Diz quem faz maratonas que o mais árduo é do meio do percurso em diante, e sobretudo, conseguir manter o ritmo para lá dos 30 km. A tentação é deixar de correr, simplesmente porque o esforço já despendido é tão grande que falta a resistência física e emocional para prosseguir na tarefa. Para o corredor de fundo António Costa, que leva já seis anos de governação nas pernas, este é o mais desafiante trecho do percurso. Será ele, e a forma como o conduzir, que ditará o seu lugar na História. Pode chegar ao fim da maratona como o homem que deu a volta ao País numa década, ou o socialista que desperdiçou a melhor oportunidade que o partido teve entre mãos. Com esta maioria absoluta, aumentou a responsabilidade: acabaram-se as “desculpas” para não conseguir fazer mais e melhor. Eis uma lista das seis tarefas essenciais.
1. Melhorar condições de vida e diminuir desigualdades. Com um País com dois milhões de pessoas em risco de pobreza ou exclusão social e 80 mil pessoas a emigrar anualmente (a maioria das quais jovens), é essencial olhar para estas pessoas e dar-lhes soluções, saídas, esperança. Para isso, há que olear o elevador social através da educação e da qualificação, aumentar o valor dos salários mínimo e médio nacionais, ter um programa para a habitação que permita, de facto, o acesso a casas mais baratas e criar uma rede de creches públicas. Reduzir desigualdades sociais tem de ser consequência de políticas económicas certeiras, mas também um fim em si mesmo para um governo eleito à esquerda.
2. Reformar – com coragem. António Guterres começou a reforma da Segurança Social e conseguiu um Acordo de Concertação Estratégica, José Sócrates trazia o ímpeto de reorganizar Saúde, Educação e Justiça e de fazer o Simplex, impondo um plano tecnológico, mas a verdade é que o Partido Socialista ganhou nas últimas décadas a fama de não ter um pendor reformista. E Portugal precisa de reformas profundas em áreas cruciais para o seu desenvolvimento futuro: garantir a sustentabilidade da Segurança Social, aumentar a qualidade do ensino, recuperar o atraso de dois anos perdidos no SNS, agilizar e tornar mais eficiente a Justiça, melhorar o sistema eleitoral de forma a aproximar os cidadãos das instituições e melhorar a representatividade (e evitar casos graves como os votos da emigração deitados ao lixo).
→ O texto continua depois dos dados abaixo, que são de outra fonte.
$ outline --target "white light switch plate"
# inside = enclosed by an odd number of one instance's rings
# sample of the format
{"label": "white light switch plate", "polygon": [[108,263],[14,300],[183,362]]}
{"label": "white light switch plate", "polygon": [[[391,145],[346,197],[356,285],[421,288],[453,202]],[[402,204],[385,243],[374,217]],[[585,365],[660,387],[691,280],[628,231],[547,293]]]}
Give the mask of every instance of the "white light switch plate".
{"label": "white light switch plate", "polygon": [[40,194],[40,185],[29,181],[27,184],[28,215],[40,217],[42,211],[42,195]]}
3. Gastar, mas bem. Nesta década, Portugal terá à disposição fundos como nunca teve aconteceu. Em dez anos, serão 61 mil milhões de euros de subvenções a fundo perdido, entre o que faltava executar do quadro financeiro plurianual anterior, o Portugal 2030, o Plano de Recuperação e Resiliência e outros fundos europeus. Verbas de seis mil milhões por ano colocam um enorme desafio de execução. E esta é uma oportunidade que não pode ser esbanjada nem desperdiçada (como mandava recado há dias o Presidente da República, “não há prolongamentos”).
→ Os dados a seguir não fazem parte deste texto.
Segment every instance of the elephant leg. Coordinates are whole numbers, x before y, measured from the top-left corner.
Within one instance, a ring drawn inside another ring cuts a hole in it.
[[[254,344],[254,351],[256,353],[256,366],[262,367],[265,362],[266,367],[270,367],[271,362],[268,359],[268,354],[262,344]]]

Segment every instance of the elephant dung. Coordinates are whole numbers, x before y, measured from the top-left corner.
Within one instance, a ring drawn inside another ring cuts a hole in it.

4. Reduzir, facilitar, simplificar. Encolher e descomplicar impostos, reduzindo a carga fiscal e aumentando o rendimento disponível das famílias, tem de ser também uma prioridade deste governo. É verdade que a carga fiscal portuguesa, nem em sentido amplo (com as contribuições sociais e em proporção do PIB) nem em sentido estrito (só impostos), não está no topo dos rankings como alguns querem fazer crer (em ambos os casos, está mesmo abaixo da média europeia), mas também é verdade que estamos longe do que existia pré-Troika, antes do “enorme aumento de impostos” de Vítor Gaspar de 2012. Paralelamente, reduzir a burocracia crónica nacional tem de ser uma tarefa levada muito a sério no País da máquina infernal dos processos eternos, das licenças e das licencinhas.
5. Reposicionar para o futuro. É preciso olhar para a frente e para o que vem aí, e para isso é essencial digitalizar, reindustrializar e descarbonizar a economia portuguesa. E, claro, manter o equilíbrio das contas públicas, conquista histórica de Mário Centeno, e continuar a reduzir o crítico endividamento nacional que, indiretamente, pesa nos bolsos de todos nós. Ao contrário do que disse Sócrates, pagar a dívida pública não é “uma ideia de criança”.
6. Dialogar sem arrogâncias absolutistas. É talvez a tarefa mais desafiante e aquela em que mais facilmente um primeiro-ministro com uma maioria absoluta cai na tentação de ceder. António Costa vai ter de tomar medidas difíceis e terá agitação social garantida e até já anunciada nas ruas. É fácil esquecer-se das pontes que prometeu e fazer orelhas moucas ao que dizem os parceiros, os outros partidos e os portugueses. É fácil, mas não é inteligente.